Dividend Distribution Policy (For 2018 and Subsequent Years)

Articles 19 and 20 of Capital Markets Law No. 6362 and the Dividend Communiqué No. II-19.1 dated January 23, 2014, published by the Capital Markets Board pursuant to these articles. The Dividend Distribution Policy of İhlas Gayrimenkul Proje Geliştirme ve Ticaret A.Ş. for 2018 and subsequent years, as updated in accordance with the relevant provisions of the Dividend Guidelines and the Company’s Articles of Association, was submitted to the General Assembly on June 10, 2019, and was accepted.

DIVIDEND DISTRIBUTION POLICY

“Shareholders’ expectations. In order for investors to obtain dividend income, taking into account the company’s growth trend, profitability, strategic objectives, investment projects, and working capital requirements, within the framework of the Turkish Commercial Code, Tax Procedure Law, Capital Markets Law, similar legislation, and the relevant provisions of the Company’s articles of association;

a) After deducting the amounts required to be paid and set aside in accordance with the relevant provisions of legislation and the Company’s articles of association from the period profit, and after deducting any previous year’s losses from the net profit shown on the annual balance sheet, 5% of the net profit shall be set aside as legal reserves, up to 20% of the paid-in capital.

b) A first dividend in the ratio of 5% of the remaining amount shall be set aside after adding any donations made during the year to the remaining amount.

c) The General Assembly has the right to decide on the distribution of dividend to board members, employees, foundations established for various purposes, and similar institutions. However, unless legally required reserves are set aside and the dividend specified for shareholders in the Articles of Association is distributed in cash, no other reserves, profits may be set aside for the following year, or dividends may be distributed to board members, civil servants, employees, and workers, foundations established for various purposes, or to such individuals and/or institutions.

ç) No specific dividend distribution rate has been determined for Board members, employees, foundations established for various purposes, and similar institutions. The Capital Markets Law Communiqués and principle decisions apply in this regard.

d) The Board of Directors shall determine the distribution rate of the remaining amount after deducting the amounts specified in subparagraphs a, b, and c above, taking into account the interests of the Company and its shareholders, and shall submit it to the General Assembly for review. The General Assembly may accept or reject the proposal as is or with amendments. It is always possible for the General Assembly to decide on a dividend distribution rate higher than the one proposed by the Board of Directors.

e) If a dividend distribution decision is made, the Company’s Board of Directors shall decide on whether the distribution will be in cash and/or free of charge and shall submit it to the General Assembly for approval.
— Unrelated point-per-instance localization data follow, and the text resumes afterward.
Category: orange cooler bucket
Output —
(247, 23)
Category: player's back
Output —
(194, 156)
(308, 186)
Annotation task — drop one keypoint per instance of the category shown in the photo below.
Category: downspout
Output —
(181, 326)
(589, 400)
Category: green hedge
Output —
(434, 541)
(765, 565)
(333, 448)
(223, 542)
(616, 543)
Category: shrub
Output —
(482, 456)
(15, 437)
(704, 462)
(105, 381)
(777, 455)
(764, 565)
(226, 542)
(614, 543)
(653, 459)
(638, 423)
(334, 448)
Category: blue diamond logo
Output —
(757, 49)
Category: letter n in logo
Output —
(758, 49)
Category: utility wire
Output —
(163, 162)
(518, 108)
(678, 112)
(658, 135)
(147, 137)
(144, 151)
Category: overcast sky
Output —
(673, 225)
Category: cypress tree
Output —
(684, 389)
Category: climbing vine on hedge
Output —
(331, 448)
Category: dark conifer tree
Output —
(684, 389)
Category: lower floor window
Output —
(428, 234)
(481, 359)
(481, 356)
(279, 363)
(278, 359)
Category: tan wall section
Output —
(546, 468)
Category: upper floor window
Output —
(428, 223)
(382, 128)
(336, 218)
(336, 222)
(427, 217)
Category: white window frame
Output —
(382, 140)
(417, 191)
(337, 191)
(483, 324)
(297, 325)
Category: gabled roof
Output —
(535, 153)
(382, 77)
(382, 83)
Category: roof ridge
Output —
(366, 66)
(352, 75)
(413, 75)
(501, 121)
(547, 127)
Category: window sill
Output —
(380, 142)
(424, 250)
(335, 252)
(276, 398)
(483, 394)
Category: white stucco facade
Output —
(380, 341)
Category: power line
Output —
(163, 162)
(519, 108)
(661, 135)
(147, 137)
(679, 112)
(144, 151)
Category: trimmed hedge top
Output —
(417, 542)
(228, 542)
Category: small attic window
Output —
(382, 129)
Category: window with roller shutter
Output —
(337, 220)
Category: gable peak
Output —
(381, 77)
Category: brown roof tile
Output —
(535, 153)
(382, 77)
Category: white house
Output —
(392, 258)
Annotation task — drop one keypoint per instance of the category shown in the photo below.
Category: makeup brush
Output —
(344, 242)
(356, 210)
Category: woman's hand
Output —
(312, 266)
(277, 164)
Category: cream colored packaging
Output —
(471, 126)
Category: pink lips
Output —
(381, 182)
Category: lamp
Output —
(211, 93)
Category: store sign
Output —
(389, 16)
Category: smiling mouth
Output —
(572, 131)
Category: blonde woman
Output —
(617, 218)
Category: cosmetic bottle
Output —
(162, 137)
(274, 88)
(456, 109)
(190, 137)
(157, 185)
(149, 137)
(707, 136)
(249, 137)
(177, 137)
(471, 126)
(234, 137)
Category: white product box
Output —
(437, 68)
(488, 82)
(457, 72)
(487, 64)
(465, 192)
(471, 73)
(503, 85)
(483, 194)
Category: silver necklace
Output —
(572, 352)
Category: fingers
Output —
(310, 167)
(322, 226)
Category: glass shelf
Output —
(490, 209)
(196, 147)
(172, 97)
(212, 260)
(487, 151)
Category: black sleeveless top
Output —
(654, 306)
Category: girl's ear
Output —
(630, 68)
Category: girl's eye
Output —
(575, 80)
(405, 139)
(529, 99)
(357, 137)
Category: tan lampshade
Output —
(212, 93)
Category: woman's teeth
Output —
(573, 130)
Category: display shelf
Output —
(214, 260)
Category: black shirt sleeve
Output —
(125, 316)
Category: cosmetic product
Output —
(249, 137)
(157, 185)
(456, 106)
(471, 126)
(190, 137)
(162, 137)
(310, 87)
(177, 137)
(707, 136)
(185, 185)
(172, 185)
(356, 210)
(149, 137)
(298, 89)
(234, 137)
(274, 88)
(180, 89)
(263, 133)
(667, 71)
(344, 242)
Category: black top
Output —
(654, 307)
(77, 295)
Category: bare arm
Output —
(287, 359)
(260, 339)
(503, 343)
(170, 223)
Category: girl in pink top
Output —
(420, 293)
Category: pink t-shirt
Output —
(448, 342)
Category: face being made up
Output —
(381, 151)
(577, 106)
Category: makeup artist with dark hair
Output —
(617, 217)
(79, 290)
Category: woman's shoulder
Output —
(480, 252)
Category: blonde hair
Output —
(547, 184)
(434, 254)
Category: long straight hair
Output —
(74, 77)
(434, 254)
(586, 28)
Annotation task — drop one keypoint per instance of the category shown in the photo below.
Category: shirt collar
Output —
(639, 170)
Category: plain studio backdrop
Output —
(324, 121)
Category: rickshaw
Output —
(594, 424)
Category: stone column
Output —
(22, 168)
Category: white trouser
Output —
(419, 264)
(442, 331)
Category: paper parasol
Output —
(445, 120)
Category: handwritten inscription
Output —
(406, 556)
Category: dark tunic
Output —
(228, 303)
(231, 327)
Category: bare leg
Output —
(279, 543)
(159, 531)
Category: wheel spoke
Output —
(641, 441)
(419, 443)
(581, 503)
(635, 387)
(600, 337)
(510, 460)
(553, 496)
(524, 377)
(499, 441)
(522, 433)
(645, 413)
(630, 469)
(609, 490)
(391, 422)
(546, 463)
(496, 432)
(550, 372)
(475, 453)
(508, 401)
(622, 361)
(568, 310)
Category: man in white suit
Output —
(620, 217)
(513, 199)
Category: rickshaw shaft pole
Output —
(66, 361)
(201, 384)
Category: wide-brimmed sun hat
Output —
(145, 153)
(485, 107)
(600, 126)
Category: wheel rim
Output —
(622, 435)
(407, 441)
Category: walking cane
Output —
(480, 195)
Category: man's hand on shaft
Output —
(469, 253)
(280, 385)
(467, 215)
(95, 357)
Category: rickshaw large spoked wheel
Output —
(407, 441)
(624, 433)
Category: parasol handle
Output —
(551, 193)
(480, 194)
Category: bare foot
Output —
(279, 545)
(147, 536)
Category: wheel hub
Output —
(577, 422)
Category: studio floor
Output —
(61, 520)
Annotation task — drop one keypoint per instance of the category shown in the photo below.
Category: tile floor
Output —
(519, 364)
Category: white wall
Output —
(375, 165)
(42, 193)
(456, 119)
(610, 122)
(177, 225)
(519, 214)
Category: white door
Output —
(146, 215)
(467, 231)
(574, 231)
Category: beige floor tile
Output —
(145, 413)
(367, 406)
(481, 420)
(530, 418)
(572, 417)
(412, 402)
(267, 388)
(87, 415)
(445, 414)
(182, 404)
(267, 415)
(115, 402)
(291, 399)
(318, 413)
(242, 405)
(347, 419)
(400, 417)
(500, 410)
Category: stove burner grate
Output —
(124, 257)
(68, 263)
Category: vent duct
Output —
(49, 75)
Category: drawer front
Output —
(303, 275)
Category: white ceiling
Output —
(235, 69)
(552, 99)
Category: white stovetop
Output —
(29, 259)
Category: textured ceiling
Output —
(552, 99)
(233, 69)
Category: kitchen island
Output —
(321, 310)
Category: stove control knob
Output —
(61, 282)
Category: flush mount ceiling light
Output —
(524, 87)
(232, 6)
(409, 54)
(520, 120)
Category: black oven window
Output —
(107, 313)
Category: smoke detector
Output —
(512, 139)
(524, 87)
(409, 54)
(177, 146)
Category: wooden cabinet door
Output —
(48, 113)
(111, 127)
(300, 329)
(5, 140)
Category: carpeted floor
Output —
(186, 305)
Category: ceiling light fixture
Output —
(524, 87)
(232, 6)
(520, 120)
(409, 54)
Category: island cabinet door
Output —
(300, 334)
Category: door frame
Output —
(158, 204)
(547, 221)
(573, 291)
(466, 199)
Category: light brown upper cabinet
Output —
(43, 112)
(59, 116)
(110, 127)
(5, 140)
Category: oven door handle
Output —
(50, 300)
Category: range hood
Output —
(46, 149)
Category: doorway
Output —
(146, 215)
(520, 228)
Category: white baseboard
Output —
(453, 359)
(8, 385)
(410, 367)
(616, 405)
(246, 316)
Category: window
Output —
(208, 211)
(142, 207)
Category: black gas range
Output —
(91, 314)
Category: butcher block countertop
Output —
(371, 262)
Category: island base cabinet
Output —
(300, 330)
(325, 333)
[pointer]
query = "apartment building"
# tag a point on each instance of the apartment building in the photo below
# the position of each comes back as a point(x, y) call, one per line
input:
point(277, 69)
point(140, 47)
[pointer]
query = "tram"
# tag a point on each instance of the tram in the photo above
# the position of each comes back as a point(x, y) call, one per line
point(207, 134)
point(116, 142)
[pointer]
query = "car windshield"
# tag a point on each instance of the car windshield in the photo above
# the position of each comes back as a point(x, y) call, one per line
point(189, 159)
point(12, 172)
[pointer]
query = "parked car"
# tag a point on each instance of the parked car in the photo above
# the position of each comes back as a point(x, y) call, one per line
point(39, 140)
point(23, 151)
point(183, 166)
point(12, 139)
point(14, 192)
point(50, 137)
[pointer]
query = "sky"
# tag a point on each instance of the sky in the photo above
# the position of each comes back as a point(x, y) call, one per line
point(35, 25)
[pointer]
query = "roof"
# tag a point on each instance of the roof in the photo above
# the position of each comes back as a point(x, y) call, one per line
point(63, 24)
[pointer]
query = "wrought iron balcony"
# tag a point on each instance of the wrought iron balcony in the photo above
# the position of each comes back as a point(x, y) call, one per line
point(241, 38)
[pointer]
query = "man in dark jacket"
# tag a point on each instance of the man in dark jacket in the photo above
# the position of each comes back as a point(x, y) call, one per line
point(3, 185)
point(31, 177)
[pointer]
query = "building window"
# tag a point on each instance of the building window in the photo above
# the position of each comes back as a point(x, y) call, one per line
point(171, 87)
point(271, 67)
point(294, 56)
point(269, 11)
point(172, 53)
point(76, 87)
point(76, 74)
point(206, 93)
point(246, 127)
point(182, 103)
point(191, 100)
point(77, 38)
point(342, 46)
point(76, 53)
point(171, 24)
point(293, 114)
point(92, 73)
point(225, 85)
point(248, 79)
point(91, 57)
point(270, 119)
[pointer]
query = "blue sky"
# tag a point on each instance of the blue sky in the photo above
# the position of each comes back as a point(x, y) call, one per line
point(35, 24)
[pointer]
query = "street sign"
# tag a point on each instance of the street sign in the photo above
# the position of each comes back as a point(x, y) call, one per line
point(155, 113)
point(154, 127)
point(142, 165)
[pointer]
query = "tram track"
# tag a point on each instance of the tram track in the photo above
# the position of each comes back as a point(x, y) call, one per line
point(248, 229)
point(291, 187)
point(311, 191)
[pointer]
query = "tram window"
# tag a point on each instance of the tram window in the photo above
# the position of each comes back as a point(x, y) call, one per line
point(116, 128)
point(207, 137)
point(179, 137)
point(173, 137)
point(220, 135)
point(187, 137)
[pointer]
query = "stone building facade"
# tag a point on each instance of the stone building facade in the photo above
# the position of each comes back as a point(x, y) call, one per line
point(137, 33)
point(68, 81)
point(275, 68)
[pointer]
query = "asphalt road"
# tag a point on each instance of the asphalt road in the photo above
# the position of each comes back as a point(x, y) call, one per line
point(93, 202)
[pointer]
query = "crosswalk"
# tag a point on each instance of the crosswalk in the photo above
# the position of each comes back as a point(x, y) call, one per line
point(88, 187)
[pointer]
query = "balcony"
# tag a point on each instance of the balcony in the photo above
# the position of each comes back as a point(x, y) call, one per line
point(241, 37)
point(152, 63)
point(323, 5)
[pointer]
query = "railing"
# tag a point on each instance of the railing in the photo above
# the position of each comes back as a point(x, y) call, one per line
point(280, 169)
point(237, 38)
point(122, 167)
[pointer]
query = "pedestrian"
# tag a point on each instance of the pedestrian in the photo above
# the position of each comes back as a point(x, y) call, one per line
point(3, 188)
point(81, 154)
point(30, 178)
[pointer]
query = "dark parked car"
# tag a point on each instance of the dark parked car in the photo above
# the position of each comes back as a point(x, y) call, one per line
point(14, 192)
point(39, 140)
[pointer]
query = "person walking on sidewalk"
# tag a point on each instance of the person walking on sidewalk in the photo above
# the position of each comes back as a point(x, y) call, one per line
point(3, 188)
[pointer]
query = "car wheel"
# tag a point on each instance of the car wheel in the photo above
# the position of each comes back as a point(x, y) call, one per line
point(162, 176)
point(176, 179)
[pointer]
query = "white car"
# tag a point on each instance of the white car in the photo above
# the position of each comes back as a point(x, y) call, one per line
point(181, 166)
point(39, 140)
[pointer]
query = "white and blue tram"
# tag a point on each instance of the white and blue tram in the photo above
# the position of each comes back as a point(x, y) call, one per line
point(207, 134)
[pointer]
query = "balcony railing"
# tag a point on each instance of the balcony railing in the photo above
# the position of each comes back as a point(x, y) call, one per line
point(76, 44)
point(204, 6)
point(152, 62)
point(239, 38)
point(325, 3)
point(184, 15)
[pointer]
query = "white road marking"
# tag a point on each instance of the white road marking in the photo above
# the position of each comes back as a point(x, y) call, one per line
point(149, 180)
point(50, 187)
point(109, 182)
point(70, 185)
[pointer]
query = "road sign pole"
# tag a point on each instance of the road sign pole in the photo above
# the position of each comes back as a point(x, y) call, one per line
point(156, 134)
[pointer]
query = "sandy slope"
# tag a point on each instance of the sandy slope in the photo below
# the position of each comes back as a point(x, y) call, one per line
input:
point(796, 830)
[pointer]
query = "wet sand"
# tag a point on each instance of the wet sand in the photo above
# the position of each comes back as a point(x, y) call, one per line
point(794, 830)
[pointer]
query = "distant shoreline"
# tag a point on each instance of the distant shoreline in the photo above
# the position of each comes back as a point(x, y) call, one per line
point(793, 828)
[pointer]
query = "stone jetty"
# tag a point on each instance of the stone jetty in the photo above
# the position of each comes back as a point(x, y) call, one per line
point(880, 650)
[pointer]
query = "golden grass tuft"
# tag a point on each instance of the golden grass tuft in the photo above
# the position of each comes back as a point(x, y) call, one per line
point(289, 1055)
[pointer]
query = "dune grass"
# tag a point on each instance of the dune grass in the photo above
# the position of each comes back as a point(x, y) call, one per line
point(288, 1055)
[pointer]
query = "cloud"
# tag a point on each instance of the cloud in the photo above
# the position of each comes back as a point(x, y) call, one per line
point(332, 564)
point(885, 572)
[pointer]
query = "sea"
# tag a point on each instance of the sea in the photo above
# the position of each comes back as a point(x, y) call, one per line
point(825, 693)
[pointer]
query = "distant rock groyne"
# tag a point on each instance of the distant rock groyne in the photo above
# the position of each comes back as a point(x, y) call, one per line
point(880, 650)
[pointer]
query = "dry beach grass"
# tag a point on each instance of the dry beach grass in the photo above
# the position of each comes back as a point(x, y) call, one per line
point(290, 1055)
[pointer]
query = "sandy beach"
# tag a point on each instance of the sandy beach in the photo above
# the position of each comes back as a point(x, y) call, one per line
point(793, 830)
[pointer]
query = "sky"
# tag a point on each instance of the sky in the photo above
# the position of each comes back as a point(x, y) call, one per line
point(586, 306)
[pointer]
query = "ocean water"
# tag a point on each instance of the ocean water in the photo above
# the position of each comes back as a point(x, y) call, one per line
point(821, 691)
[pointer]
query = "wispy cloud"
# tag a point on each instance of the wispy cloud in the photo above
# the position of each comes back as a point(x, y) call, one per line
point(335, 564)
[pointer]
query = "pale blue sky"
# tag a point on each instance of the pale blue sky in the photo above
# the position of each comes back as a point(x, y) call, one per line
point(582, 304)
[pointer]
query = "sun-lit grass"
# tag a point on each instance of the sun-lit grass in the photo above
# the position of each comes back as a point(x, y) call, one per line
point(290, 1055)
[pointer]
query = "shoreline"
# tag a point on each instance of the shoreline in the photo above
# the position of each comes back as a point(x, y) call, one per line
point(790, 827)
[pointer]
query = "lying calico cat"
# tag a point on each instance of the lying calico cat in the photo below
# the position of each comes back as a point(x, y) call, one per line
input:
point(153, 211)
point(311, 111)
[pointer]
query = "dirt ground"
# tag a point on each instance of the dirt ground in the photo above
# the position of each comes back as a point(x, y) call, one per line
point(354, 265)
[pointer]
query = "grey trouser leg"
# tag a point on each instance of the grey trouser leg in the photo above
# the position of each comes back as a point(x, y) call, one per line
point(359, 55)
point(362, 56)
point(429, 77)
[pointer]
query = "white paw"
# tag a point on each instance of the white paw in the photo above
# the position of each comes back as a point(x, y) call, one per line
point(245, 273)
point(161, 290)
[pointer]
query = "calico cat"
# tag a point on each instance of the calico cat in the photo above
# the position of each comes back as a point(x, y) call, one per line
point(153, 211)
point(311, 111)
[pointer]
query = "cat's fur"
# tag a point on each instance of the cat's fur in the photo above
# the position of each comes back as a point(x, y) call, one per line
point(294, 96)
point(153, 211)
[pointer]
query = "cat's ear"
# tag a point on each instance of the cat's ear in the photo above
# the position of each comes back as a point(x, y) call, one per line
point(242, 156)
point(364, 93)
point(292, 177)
f) The payment date for dividend payments shall be determined by the Board of Directors and submitted to the General Assembly for review. Following a proposal by the Board of Directors and approval by the General Assembly of Shareholders, dividends will be distributed to shareholders on a date determined by the General Assembly, within the statutory timeframes, taking into account legal regulations and Article 35 of the Company’s Articles of Association.

g) If a decision is made to distribute dividends in cash, the dividends may be paid in equal or varying installments, provided that the distribution is decided upon at the General Assembly meeting where the distribution was made. The number of installments will be determined by the General Assembly or, if expressly authorized by the General Assembly, by the Board of Directors.

h) There are no privileges in dividend distribution. Dividends are distributed equally to all existing shares, regardless of their issuance and acquisition dates.

i) If the Board of Directors is authorized by the General Assembly and subject to compliance with the Capital Markets Law and the relevant regulations of the Capital Markets Board, dividend advances may be distributed to shareholders.

j) The total dividend advances to be distributed in an accounting period cannot exceed half of the previous year’s profit. The authority granted to the Board of Directors by the General Assembly to distribute dividend advances is limited to the year in which this authority was granted. Unless the previous year’s dividend advance is fully offset, no decision can be made to grant an additional dividend advance and/or distribute dividends.